Senior Shamaya Bell takes home first place at the annual oratory contest


Sherri Greenfield-Ludwig

Oratory winners line up on stage after the competition. Fifth place Kainoa Harada (10), fourth place Isabella Lull (12), Third place Jahlea Douglas (12), second place Daniela Morales (11), and first place Shamaya Bell (12)

Dana Ibarra, photographer

On Thursday, Feb. 27, students participated in an annual oratory contest. The contest gave students a chance to express their views on current issues, African American history, and the importance of education.

First place winner, senior Shamaya Bell’s speech was titled an “Origin Story.” One of her biggest arguments surrounded the negative perspective in the black community of “acting white.” 

In her speech Bell denied the idea that just because she is academically driven and intelligent that she acts “white.”

“You should always feel comfortable being yourself without people telling you that you’re disqualifying yourself from your own race,” Bell said. 

Growing up she enjoyed learning about Black History Month, particularly the black activists, such as Frederick Douglass and Rosa Parks and how they fought so that every person could have an equal chance at education.

 Bell also shared her personal experiences with this issue.

Sherri Greenfield-Ludwig
Senior Shamaya Bell performs her speech “Origin Story” at the oratory contest on Thursday, Feb. 27. Bell took home first place overall.

“There was one time during class where a girl insisted that I wasn’t acting my own race and that I was trying to be someone I wasn’t,” Bell said.

  “You speak too proper for being black,” is one of the many comments Bell has received over the years. However, she decided to persist and she decided to push back against social expectations.

Her accomplishments are many.

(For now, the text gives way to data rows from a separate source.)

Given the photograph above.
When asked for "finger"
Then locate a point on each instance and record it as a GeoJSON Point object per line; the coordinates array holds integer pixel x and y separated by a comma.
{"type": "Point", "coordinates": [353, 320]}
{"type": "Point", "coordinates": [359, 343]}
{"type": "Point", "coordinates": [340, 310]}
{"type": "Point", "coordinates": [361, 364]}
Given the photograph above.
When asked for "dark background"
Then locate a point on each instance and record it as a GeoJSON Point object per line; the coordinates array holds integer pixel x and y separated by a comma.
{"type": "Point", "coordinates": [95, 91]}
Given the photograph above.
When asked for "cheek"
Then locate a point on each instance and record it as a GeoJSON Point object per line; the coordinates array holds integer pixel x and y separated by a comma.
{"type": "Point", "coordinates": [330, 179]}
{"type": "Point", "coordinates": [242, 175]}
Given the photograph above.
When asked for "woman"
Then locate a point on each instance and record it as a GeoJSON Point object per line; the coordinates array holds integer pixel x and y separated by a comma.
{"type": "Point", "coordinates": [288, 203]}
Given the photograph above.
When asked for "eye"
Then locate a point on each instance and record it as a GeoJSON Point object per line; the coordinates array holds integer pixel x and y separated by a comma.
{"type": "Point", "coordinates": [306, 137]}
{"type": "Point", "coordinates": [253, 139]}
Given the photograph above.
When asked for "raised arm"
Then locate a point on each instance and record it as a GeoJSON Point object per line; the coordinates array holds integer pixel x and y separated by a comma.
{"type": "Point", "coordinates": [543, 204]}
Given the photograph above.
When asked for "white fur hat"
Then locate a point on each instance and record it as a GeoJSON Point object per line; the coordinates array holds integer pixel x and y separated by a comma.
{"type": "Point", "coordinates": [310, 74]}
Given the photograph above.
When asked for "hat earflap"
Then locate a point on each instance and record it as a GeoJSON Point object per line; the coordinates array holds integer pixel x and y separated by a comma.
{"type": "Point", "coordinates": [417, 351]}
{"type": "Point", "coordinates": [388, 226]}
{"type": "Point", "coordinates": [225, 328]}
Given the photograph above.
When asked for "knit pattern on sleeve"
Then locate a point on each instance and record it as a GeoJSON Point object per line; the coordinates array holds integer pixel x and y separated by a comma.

Not only is this her fourth year competing in the oratory contest, but she is also successful in other areas of the school taking Advanced Placement classes, competing on the Speech and Debate team, acting in the school plays, participating in Start-up Moxie, and serving as one of two student broadcasters. 

“People had been telling me I act white my entire life and I would get so upset and frustrated because I didn’t understand, I didn’t want to be labeled or judged for being who I am,” Bell said. “It was when I finally said I accept myself for who I am no matter what and I wasn’t willing to change myself for anyone. It wasn’t only an insult to me but on an entire race of people which then led me to want to educate others.”